Maggie has built a highly controlled way of eating.


Her meals are planned out ahead. Portions are fixed. Food is predictable. Decision-making has been removed. This structure gives her something she feels she cannot generate internally; a sense of control.


From the outside, it looks effective. Her calorie intake is managed. Her nutritional needs are met. But there is a cost.

⚠️The food is functional.

⚠️It lacks variety, enjoyment, and emotional satisfaction.

⚠️And, that absence creates pressure.


The Turning Point: Relief Eating

After her evening meal she is not physically hungry. But she often experiences a restless, unsettled feeling that she can’t shake.


One part of her knows she has eaten enough. Another part is already searching for something sweet. Something extra. Something that’s not on the plan.

What follows is relief eating.


The build-up, the automatic movement toward a particular food, and the sense of release that comes after. It is predictable and follows a sequence. And it also serves a purpose.


The Mislabeled Problem and the role of trust in weight regain

This is where the problem is often misunderstood.

It looks like Maggie needs more willpower. Better habits. A more disciplined routine.


But when you examine the structure, something else becomes clear.

Her eating is built around not trusting herself.


She does not trust that she will stop eating. She does not trust that she has a natural limit. So, she removes choice entirely and control becomes the substitute for trust. Here's where the role of trust in Maggie's weight regain problem started.

⚠️And this is why diets fail for Maggie.

⚠️They can increase control, but they do not rebuild trust.


Where It Began

To understand this properly, you have to go back to her childhood.

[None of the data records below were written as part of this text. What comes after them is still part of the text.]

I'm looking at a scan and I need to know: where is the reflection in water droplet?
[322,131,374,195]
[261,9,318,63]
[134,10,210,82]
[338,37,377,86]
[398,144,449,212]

Maggie grew up in a household where food was abundant, but emotional expression was not. In her words, “we let food do the talking.”

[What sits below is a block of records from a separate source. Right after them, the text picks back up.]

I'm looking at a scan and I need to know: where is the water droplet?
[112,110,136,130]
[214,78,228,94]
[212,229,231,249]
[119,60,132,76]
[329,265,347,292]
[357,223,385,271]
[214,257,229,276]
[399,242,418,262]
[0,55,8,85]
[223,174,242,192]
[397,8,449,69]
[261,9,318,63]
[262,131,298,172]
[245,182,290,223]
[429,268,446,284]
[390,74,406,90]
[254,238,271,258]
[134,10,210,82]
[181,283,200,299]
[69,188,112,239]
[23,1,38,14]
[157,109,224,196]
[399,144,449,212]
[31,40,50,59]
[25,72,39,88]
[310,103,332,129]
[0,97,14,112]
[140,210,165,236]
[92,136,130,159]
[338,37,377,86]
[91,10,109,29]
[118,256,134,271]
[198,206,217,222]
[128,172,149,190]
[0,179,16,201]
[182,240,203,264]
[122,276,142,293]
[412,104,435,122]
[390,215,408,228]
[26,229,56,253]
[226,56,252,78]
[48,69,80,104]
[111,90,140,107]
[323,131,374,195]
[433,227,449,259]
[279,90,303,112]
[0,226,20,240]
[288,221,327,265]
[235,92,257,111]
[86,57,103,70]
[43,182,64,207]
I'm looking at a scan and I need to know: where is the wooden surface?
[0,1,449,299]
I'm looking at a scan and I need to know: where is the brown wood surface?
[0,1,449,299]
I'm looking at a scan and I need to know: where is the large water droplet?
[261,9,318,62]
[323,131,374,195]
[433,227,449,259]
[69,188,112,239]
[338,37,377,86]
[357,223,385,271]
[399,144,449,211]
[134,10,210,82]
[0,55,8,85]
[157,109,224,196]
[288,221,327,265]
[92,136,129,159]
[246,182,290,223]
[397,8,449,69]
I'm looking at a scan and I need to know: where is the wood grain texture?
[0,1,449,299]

At 13, everything changed when her father had a heart attack. The family diet suddenly became restrictive. Portions were reduced. Rules tightened.


At the same time, her father began taking her on secret eating trips. These excursions broke all the family rules. They were unrestricted, pleasurable, and emotionally connected.


Food became two things at once. Control and restriction on one side and pleasure and relief on the other.


Systems repeat

Now decades later Maggie still has this model is still operating.

⚠️Visible control during the day.

⚠️Relief eating in secret at night.

⚠️Not because she lacks discipline, but because the system is intact.


And this is where most approaches fail.

⚠️They focus on the visible behaviour.

⚠️They adjust food intake.

⚠️They increase control. But they do not address the underlying structure.


What Changes the System

⚠️ The shift does not begin with food.

✅It begins with awareness of the system itself.


For Maggie, this meant moving out of her head and into her body.

Slowing down.

Noticing her eating.

Creating space for recognising her body signals.


This wasn’t about eating perfectly.

It was about restoring the conditions where her body can signal again, and where trust can begin to rebuild.


Why Diagnostics Matter

Without diagnosing the eating system, every solution remains partial.

You can change what you eat.

You can increase control.

But the system will continue to produce the same result.

Because it is functioning exactly as it was built to.


When you understand that structure, the focus moves from managing food, to understanding why and how food is being used.


And once that is known you can then match the solutions to the right problem to be solved.